As a scientist and academic conducting original work, Dorothy returned to Oxford and Somerville College in 1934, having been awarded a research fellowship the previous year. When Somerville created its first chemistry fellowship just two years later, Dorothy was appointed to the post (and retained it for more than four decades until 1977). However, the position that really supported her researches was her appointment in 1960 as the Royal Society’s Wolfson Research Professor. Dorothy (now married and going by her husband’s name of Hodgkin) held this post for ten years and it provided a salary and research expenses, being fundamental in supporting her work on determining the structure of insulin.

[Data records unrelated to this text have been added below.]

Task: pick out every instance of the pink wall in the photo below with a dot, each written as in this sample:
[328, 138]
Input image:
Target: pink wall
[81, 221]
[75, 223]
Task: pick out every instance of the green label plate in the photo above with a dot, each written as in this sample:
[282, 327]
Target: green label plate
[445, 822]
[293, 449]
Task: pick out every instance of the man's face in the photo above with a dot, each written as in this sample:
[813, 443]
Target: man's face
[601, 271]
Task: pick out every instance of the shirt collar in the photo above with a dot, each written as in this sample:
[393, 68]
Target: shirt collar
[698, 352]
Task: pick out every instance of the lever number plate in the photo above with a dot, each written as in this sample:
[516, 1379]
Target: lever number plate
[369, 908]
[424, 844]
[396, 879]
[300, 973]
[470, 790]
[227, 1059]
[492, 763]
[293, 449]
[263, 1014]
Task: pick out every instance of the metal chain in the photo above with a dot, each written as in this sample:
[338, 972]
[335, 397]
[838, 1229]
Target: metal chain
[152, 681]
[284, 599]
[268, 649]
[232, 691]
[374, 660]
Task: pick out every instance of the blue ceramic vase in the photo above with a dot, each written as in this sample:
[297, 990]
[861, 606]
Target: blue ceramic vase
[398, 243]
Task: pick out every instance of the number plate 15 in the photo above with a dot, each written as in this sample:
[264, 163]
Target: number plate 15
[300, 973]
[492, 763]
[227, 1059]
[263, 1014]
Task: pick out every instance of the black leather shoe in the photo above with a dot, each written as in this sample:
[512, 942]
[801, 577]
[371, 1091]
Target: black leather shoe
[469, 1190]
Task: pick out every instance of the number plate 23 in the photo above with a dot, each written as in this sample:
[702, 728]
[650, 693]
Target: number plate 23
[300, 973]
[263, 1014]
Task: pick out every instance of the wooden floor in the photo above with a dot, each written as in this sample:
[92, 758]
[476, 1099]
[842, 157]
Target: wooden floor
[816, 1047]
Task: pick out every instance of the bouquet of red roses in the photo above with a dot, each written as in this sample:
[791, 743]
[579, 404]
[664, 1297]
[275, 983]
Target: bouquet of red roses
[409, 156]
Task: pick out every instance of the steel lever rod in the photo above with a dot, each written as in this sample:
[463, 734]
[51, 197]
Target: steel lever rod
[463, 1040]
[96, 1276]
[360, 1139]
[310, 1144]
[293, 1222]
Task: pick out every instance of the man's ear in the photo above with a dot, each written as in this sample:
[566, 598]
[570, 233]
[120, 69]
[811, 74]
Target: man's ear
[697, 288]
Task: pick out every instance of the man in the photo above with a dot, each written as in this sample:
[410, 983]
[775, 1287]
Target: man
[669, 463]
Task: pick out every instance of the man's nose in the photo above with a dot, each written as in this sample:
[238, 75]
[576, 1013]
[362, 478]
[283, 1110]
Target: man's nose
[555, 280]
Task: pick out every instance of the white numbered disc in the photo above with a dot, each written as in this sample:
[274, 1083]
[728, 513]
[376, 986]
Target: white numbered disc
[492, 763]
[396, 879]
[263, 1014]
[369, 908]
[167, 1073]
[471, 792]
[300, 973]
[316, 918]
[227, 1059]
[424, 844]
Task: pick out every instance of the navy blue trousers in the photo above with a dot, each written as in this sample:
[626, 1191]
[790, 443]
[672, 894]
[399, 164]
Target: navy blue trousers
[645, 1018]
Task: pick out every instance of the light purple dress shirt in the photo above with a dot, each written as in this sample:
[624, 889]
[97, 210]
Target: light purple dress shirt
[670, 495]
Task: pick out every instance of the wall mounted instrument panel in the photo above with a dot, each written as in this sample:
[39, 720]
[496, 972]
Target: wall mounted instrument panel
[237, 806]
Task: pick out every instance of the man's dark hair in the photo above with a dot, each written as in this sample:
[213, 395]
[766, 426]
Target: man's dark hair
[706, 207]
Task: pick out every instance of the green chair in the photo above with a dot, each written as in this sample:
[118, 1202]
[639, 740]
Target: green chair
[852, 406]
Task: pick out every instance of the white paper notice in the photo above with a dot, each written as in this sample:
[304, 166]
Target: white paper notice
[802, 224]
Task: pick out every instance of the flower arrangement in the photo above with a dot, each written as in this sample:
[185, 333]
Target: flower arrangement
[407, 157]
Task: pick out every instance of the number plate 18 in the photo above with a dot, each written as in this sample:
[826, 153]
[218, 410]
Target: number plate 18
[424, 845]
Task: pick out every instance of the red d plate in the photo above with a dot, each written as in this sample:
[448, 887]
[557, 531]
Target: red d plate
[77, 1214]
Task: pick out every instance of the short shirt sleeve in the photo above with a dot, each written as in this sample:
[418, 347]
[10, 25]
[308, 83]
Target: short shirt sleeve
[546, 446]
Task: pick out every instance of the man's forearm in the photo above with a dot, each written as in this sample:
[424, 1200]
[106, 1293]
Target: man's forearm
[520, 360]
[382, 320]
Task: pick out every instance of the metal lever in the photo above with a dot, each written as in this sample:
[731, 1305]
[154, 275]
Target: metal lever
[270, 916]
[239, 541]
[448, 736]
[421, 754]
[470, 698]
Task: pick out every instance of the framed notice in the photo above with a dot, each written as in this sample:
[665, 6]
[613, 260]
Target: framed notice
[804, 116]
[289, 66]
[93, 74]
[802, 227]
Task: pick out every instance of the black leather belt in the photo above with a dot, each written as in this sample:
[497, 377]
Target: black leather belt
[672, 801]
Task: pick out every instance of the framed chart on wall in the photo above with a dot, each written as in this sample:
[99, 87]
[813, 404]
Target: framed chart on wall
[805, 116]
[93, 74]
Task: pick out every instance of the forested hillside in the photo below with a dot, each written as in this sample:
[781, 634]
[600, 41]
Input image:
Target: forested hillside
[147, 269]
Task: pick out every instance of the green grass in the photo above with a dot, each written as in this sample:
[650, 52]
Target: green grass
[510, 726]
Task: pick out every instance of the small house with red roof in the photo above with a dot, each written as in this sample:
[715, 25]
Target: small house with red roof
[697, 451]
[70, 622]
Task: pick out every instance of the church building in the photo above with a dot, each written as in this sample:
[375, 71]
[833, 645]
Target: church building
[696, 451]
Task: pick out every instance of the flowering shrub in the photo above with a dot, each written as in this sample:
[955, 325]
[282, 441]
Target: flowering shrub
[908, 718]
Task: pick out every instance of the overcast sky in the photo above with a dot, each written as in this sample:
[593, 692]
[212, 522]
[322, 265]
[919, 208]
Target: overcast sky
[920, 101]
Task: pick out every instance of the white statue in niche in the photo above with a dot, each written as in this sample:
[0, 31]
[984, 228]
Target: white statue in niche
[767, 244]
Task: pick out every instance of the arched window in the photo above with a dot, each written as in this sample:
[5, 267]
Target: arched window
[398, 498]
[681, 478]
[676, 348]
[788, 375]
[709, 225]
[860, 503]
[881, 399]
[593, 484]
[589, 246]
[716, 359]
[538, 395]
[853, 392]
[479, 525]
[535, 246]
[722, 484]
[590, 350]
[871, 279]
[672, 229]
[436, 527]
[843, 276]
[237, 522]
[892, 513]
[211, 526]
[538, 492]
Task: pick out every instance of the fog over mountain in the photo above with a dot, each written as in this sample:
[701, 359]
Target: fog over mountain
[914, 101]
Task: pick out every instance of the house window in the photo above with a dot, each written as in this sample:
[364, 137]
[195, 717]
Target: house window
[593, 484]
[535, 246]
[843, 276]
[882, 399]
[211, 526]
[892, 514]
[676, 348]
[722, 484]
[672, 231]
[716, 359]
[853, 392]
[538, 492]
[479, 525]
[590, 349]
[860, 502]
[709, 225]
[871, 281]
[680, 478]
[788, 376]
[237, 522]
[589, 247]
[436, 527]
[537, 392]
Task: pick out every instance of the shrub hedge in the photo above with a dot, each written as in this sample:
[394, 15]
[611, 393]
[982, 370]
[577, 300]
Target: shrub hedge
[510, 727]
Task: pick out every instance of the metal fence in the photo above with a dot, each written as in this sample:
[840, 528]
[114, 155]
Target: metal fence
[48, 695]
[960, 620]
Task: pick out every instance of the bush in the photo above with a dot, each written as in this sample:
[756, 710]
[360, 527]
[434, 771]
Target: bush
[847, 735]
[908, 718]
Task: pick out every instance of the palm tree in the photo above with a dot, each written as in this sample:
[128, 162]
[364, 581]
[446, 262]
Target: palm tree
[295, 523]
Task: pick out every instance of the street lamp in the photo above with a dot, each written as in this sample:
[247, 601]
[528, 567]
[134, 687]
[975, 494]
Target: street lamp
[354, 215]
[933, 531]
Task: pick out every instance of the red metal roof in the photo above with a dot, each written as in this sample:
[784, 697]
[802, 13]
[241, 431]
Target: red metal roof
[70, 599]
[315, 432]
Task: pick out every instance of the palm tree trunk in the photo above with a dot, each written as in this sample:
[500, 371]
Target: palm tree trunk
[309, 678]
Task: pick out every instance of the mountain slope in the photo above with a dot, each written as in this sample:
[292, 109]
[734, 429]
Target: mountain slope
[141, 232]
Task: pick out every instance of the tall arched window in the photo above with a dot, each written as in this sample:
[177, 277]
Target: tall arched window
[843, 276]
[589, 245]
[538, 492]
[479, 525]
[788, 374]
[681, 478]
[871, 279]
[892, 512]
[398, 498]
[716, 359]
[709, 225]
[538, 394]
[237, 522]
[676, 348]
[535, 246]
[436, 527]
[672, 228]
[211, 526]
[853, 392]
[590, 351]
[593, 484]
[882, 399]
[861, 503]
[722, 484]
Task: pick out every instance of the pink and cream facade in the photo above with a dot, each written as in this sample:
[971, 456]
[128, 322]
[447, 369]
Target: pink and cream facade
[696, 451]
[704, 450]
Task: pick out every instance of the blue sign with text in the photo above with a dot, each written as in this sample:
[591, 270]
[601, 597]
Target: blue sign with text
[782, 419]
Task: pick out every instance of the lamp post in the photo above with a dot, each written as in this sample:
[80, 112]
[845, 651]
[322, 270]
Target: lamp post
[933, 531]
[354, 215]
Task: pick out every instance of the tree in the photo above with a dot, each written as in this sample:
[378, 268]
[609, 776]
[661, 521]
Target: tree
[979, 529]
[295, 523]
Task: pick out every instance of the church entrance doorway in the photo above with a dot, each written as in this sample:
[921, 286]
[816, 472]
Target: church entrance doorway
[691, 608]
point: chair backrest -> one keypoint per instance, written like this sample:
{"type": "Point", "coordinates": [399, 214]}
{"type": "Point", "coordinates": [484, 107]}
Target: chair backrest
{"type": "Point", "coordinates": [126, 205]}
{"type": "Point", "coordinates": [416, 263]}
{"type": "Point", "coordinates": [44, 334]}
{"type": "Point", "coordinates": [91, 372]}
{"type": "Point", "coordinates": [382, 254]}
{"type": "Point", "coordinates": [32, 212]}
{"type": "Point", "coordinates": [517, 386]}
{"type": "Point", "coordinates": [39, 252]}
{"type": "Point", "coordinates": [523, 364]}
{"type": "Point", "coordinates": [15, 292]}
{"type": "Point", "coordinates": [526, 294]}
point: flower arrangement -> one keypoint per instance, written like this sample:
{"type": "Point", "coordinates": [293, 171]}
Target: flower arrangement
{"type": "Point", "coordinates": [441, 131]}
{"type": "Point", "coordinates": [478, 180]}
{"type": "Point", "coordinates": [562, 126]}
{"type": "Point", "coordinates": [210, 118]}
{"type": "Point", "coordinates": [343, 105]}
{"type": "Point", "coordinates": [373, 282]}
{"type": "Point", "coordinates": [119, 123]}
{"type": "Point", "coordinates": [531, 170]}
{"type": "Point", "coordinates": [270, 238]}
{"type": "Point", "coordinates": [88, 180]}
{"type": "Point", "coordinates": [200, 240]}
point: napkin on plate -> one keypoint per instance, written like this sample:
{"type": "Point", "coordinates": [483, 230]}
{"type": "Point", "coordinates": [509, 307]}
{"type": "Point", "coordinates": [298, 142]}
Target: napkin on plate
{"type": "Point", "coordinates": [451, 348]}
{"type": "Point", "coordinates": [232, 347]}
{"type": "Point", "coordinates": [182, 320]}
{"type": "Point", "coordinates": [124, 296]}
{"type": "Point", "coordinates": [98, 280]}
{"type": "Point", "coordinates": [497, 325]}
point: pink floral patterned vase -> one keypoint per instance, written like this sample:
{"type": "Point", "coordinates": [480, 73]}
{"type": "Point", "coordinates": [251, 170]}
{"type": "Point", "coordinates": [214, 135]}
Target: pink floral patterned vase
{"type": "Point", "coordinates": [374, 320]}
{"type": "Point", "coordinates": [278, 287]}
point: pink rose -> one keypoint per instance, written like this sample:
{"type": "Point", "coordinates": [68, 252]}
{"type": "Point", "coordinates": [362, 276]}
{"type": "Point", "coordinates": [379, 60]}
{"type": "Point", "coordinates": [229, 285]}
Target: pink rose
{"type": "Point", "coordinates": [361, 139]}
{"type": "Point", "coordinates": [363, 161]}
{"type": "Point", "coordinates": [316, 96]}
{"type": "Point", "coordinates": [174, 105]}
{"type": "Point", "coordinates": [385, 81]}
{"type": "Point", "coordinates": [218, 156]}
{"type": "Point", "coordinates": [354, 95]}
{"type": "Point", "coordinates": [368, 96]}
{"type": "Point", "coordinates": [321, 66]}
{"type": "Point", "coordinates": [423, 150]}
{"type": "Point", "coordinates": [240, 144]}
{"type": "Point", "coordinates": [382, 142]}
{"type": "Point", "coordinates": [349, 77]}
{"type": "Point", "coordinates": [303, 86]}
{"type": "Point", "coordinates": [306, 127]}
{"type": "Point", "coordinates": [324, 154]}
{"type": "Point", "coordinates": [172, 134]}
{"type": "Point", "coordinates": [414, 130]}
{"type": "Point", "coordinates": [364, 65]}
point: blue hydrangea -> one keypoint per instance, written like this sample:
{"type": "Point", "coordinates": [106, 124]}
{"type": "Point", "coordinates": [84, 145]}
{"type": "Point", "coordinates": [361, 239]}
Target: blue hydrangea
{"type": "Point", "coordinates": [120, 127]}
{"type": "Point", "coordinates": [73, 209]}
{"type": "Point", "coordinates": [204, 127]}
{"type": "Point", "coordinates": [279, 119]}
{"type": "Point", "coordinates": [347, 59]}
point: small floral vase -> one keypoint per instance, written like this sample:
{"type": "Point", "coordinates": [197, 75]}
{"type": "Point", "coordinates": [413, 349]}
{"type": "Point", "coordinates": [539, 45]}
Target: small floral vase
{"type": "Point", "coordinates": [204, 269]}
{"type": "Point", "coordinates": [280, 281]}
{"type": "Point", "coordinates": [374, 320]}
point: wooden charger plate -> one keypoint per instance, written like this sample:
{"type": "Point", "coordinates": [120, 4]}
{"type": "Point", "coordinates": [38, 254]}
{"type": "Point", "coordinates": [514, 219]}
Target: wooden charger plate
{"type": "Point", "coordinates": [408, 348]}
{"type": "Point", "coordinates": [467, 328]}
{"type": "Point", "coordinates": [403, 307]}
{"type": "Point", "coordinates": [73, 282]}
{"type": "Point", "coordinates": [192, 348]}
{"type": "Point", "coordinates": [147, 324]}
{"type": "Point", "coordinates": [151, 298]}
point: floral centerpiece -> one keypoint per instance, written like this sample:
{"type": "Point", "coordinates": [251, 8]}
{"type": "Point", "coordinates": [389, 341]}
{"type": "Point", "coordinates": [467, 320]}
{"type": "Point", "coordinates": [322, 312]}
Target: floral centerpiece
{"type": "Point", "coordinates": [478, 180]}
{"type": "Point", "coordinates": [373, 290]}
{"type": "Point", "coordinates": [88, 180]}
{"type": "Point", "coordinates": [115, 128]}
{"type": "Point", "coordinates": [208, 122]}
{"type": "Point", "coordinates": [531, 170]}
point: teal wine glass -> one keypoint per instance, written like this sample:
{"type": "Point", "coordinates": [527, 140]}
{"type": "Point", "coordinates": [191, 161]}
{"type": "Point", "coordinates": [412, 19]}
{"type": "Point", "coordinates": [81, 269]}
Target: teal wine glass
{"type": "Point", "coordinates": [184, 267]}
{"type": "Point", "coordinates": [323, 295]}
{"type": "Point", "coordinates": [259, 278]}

In addition to the insulin molecule, during her lengthy and distinguished academic career, Dorothy Hodgkin made important discoveries and conducted valuable research into the crystalline structures of penicillin, vitamin B12, the steroid cholesteryl iodide. As an indicator of her passion and dedication to exploring the inner structure of crucial organic molecules, Dorothy was one of the first to see the famous DNA double helix structure discovered by Watson and Crick, organising a spontaneous trip to Cambridge with her colleagues as soon as the discovery was published in April 1953.
As an interesting footnote, during her time as a tutor at Somerville College, one of Dorothy’s students was the then Margaret Roberts, later to become Prime Minister under her married name of Thatcher. Clearly Dorothy was some kind of inspiration to the Iron Lady as her portrait was hung in 10 Downing Street during Thatcher’s tenure.